Most of the investments will fund infrastructure and energy projects across the country, turning it away from Chinese investment that has historically helped fund these sectors. China’s struggling economy has dried up its financing in Kenya in recent years, and Nairobi is struggling to repay the debt Beijing has left behind.
Japan sees Kenya as EV production hub
With Kenya heavily reliant on expensive oil imports, electric vehicles are becoming a more popular option in the country. The total number of EVs in the country remains small, according to the Japan External Trade Organisation , but the last two years have seen several startups focusing on electric bus production that could address the problem of one of its most popular, yet highly polluting forms of public transportation — private minibuses. Kenya, like other African governments, is also hoping to replace the high number of used vehicles in the country with new, locally-produced cars, according to African Business Partners, a Japanese advisory firm. Japan’s deal with Ruto devotes $470 million to EV production and geothermal initiatives, according to Zawya finance news, with Toyota investing another $5 million into vehicle manufacturing.

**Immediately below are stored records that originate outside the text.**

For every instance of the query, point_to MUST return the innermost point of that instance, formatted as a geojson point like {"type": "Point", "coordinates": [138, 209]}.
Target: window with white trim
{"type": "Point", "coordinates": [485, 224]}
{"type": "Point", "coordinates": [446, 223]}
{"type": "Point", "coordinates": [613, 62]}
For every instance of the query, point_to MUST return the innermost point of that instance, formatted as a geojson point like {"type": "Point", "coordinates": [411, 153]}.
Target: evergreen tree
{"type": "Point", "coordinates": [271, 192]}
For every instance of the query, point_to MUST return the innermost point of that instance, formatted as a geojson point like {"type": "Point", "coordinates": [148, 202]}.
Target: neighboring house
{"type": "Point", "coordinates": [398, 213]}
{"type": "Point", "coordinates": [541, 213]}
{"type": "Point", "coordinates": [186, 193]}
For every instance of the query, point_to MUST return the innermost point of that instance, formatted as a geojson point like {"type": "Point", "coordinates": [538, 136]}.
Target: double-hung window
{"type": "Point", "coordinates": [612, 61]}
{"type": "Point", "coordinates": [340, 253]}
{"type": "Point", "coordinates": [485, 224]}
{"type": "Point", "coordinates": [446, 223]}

Chinese investment is devaluing Kenya’s currency
Chinese investment has helped Kenya’s economy grow, but it has not translated to local cash flow, one economist told the Kenyans newspaper. “Money never arrives in Kenya,” he said, because both the financier and contractor for infrastructure projects are Chinese, so the investment never directly involves local businesses. Still, Kenya ultimately must pay the loan after the maturity period, which requires Nairobi to buy more dollars because of its already shallow foreign reserves, devaluing the Kenyan shilling. The devaluation means it is becoming more expensive to pay off foreign debt, according to the China Global South Project.
China risks losing global influence as Belt and Road initiative buckles
Many of Beijing’s Belt and Road Infrastructure (BRI) projects have failed to earn the returns analysts predicted, leaving several underdeveloped countries in a “debt trap.” But this predatory lender scheme is reminiscent of when Western multinational corporations sought to collect on bad debts throughout the 20th century, antagonizing much of the Global South, according to Foreign Affairs. “Beijing risks alienating the very countries it set out to woo,” the magazine wrote. This debt is also putting strain on lenders, notably the International Monetary Fund, as developing countries ask for money to repay Chinese debt. Rather than dissuading these nations from accepting Chinese loans, Western lenders should play a more active role in BRI deals to ensure transparency and prevent the IMF from having to step in, Foreign Affairs argued.